C. The costs incurred in Parts Churn manufacturing are high. As indicated in the quote above, good engineering practice is realized by reducing the part variations to a minimum and perfecting the design and manufacturing process rather than scrapping existing parts and designing new parts to replace the scrapped parts. From this method flows the following benefits:

Reduced engineering expense
Reduced tooling and reduced tooling expense
Reduced costs for testing and evaluation
Fewer defective parts as parts are perfected over time
Less scrappage
Less warranty expense as parts are improved
Reduced inventory and reduced inventory expense
Greater customer satisfaction from lower cost and more reliable products


On the positive side of Parts Churn there is nothing. There is no legitimate benefits from Parts Churn. Nor is there any legitimate benefit, of course, from industry-wide Parts Churn.

D. The harm of Parts Churn mostly falls on the consumer. For the automobile manufacturers, the cost is another cost of doing business.
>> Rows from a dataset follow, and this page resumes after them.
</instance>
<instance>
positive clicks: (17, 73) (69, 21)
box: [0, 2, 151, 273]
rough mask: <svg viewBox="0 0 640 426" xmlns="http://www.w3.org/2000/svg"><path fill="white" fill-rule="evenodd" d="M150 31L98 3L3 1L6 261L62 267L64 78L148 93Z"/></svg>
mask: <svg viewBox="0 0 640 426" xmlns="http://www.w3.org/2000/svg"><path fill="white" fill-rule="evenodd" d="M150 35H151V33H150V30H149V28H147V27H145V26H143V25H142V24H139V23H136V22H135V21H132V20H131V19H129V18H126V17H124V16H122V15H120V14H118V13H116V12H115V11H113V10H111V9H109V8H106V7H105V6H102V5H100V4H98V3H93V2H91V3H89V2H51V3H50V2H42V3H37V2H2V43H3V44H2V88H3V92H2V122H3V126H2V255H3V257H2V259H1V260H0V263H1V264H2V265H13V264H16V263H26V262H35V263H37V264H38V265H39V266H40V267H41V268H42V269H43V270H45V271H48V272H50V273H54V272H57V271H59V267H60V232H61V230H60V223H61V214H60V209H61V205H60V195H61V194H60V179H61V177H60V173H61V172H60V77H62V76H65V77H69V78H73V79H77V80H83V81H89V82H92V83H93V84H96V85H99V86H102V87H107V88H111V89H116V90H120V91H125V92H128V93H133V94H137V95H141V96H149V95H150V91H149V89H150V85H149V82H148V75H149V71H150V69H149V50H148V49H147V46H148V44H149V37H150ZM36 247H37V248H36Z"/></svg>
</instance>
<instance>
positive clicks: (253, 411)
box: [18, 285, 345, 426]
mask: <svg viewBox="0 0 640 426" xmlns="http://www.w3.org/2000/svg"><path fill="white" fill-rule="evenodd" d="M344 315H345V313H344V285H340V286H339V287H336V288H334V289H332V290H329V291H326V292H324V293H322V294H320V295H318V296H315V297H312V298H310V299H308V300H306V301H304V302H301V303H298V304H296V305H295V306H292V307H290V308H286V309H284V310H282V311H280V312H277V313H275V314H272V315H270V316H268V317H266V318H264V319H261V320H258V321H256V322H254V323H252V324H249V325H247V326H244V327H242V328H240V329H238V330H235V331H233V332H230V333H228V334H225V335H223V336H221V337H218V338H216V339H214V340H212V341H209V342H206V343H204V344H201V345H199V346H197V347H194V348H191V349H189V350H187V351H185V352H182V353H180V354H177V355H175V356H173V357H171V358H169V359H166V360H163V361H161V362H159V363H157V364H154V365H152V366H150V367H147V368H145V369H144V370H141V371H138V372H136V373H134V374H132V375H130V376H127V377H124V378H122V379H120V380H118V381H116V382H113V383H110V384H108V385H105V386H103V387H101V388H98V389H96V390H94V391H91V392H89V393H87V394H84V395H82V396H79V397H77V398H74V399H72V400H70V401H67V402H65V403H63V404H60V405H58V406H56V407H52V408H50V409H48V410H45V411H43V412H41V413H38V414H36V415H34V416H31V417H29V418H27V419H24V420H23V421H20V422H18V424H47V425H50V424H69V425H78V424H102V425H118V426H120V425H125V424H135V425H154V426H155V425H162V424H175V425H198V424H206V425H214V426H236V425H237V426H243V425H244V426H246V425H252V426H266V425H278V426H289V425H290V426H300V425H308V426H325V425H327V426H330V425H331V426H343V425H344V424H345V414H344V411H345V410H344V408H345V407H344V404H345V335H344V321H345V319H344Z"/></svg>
The cost is another piece of the price of the car along with the car’s cost of designing, testing, manufacturing, and etc. As long as all manufacturers use the same Parts Churn model, there is no harm to the manufacturer. Indeed, it benefits the manufacturer because the higher cost of repair parts 5 to 10 years later will convince the owner to abandon the car he has and buy a new car. As long as all manufacturers follow the same Parts Churn model, consumers have no choice.